The Ensembl ( http://www.ensembl.org/ ) project provides a comprehensive and integrated source of annotation of large genome sequences. Over the last year the number of genomes available from the Ensembl site has increased by 7 to 16, with the addition of the six vertebrate genomes of chimpanzee, dog, cow, chicken, tetraodon and frog and the insect genome of honeybee. The majority have been annotated automatically using the Ensembl gene build system, showing its flexibility to reliably annotate a wide variety of genomes. With the increased number of vertebrate genomes, the comparative analysis provided to users has been greatly improved, with new website interfaces allowing annotation of different genomes to be directly compared. The Ensembl software system is being increasingly widely reused in different projects showing the benefits of a completely open approach to software development and distribution.
Received October 6, 2004; Revised and Accepted November 1, 2004
Genome sequences provide a natural framework about which to organize biological data. In the few years in which they have been available, genome databases have proved invaluable resources to researchers. Ensembl provides one of the most popular sources of automatic analysis and integration of large genome sequence data. It now contains 16 genomes, 7 of which have been added during the last year. These include 11 vertebrates: human, chimpanzee, mouse, rat, dog, cow, chicken, fugu, zebrafish, tetraodon and frog; two worms: Caenorhabditis briggsae and Caenorhabditis elegans ; and three insects: fruitfly, mosquito and honeybee.
Ensembl provides access to these data in a variety of ways to suit different audiences and types of use. The largest number of researchers use the Ensembl website ( http://www.ensembl.org/ ) and can rapidly locate individual items of interest either by entering keywords or from the built-in sequence similarity search interface. For cases where researchers are working with large groups of items, such as all of a particular class of genes, Ensembl provides a web-based data-mining interface called EnsMart as an alternative to browsing individual web pages. For bioinformaticians, Ensembl provides access to all the data behind the Ensembl website both as downloadable datasets and via direct access to databases containing that data which are hosted on the Ensembl site (access using mysql to ensembldb.ensembl.org , user anonymous). The complete software system for manipulating and storing genome information that has been created by the project is also freely available with source code for all to use.
This paper briefly outlines some of the main developments of the Ensembl project since the report last year ( 1 ) and their relevance to researchers. For information about new features and data contained in the monthly updates of Ensembl, researchers are recommended to read the ‘what's new’ pages accompanying every release. For more detailed information about Ensembl, researchers are referred to the series of papers published last year that describe both technical aspects of the software implementation and the scientific aspects of the genome annotation system ( 2 – 11 ).

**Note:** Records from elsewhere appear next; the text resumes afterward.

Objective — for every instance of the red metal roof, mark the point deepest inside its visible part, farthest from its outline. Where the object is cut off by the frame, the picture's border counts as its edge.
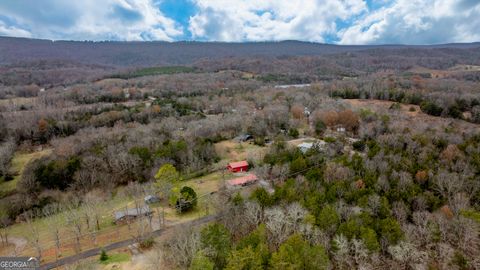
(243, 180)
(238, 164)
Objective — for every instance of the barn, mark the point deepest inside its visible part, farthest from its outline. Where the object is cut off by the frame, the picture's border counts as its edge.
(240, 166)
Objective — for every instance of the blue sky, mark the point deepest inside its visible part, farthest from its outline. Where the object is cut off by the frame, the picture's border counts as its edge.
(326, 21)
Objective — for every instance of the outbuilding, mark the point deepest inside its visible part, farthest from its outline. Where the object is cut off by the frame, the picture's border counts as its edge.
(131, 214)
(240, 166)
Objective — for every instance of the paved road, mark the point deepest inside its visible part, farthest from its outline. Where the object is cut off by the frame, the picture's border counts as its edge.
(124, 243)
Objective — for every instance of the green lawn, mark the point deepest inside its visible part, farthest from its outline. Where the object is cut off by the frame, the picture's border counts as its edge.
(19, 161)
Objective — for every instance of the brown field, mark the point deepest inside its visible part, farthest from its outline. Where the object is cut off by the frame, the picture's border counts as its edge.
(416, 120)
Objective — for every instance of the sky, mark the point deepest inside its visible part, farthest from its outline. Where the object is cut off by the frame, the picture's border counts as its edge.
(324, 21)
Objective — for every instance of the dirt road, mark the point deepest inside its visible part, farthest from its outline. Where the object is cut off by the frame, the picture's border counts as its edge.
(124, 243)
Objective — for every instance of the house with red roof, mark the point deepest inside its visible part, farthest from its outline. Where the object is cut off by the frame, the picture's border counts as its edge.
(240, 166)
(243, 181)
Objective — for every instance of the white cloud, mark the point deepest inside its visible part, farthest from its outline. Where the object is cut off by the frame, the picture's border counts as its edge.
(242, 20)
(417, 22)
(6, 30)
(92, 19)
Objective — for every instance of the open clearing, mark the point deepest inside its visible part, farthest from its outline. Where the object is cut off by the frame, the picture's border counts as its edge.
(235, 151)
(19, 161)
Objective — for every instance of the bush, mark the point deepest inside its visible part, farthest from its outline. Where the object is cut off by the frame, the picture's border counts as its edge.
(147, 243)
(320, 127)
(103, 255)
(431, 108)
(359, 145)
(293, 132)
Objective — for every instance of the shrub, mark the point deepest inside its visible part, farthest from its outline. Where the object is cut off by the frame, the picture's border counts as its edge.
(103, 255)
(293, 132)
(147, 243)
(359, 145)
(431, 108)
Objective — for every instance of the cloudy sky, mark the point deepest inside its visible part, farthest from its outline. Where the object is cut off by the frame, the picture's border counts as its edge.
(326, 21)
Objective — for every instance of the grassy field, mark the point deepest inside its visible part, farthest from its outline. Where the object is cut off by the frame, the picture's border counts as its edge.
(116, 258)
(19, 161)
(235, 151)
(154, 71)
(109, 233)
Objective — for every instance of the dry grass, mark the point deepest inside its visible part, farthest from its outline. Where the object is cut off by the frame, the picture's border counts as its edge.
(19, 161)
(234, 151)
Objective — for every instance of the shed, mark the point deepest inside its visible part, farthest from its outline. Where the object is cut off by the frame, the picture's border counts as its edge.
(151, 199)
(244, 138)
(318, 145)
(244, 180)
(240, 166)
(131, 213)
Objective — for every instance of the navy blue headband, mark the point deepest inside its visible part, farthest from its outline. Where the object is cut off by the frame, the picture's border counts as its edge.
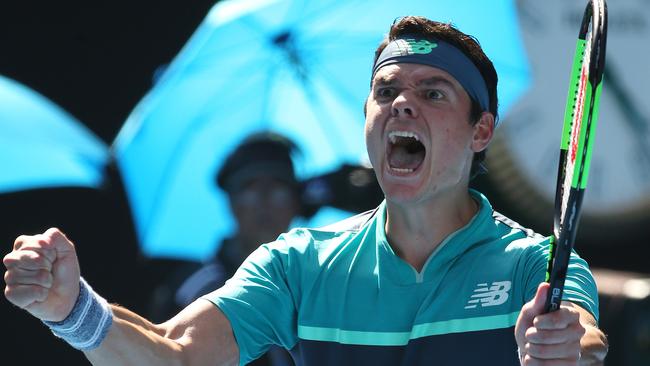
(439, 54)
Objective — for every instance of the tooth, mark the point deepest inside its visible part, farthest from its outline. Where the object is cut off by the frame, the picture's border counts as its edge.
(401, 170)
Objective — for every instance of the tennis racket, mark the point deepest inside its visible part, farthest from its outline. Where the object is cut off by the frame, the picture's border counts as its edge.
(577, 143)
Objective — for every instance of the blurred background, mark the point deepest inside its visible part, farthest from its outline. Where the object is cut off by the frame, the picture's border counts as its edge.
(96, 61)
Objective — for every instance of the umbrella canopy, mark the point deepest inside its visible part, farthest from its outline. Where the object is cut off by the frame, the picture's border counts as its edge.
(300, 68)
(43, 146)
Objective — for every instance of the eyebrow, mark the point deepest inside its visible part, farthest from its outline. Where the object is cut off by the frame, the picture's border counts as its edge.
(434, 80)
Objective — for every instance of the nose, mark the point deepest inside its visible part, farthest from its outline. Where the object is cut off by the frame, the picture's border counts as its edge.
(404, 106)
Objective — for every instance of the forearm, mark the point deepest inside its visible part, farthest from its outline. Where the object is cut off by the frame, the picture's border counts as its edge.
(593, 347)
(133, 340)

A core part of Ensembl is its automatic gene build system, which is used to consistently annotate genomes for which there is no curated geneset. The genome sequences of human, chimpanzee, mouse, rat, chicken, fugu, zebrafish, C.briggsae , mosquito and honeybee have been annotated in this way. Annotation of the newest genomes, dog, cow and frog, is in progress. The exceptions are fruitfly [annotation imported from flybase ( 12 )], C.elegans [annotation imported from wormbase ( 13 )] and tetraodon (annotation provided by Genoscope). Ensembl genesets have formed the basis for the initial analysis and publication of most vertebrate genomes. During the last year, the rat ( 14 ), C.briggsae ( 15 ) and chicken ( 16 ) genomes have been published.
Full descriptions of the gene build system ( 7 ) and the genewise family of algorithms that it uses ( 8 ) have recently been published. Briefly, the system is mainly based on building gene models from initial alignments of protein and cDNA sequences to a genome sequence. Where a genome has limited species-specific cDNA data, the number of genes in the geneset will reflect the number of homologous cDNAs from other related organisms that can be aligned. Where expressed sequence tag (EST) collections are thought to contain a significant number of artefact sequences, they are considered a less reliable source of evidence for gene structures and so separate gene builds are created from them ( 9 ). Where ESTs have been generated by a small number of groups and are thought to be of consistent quality they are used in the main gene build, but gene models are only built from them if there is no other evidence. This approach has been used in the chicken and honeybee gene builds.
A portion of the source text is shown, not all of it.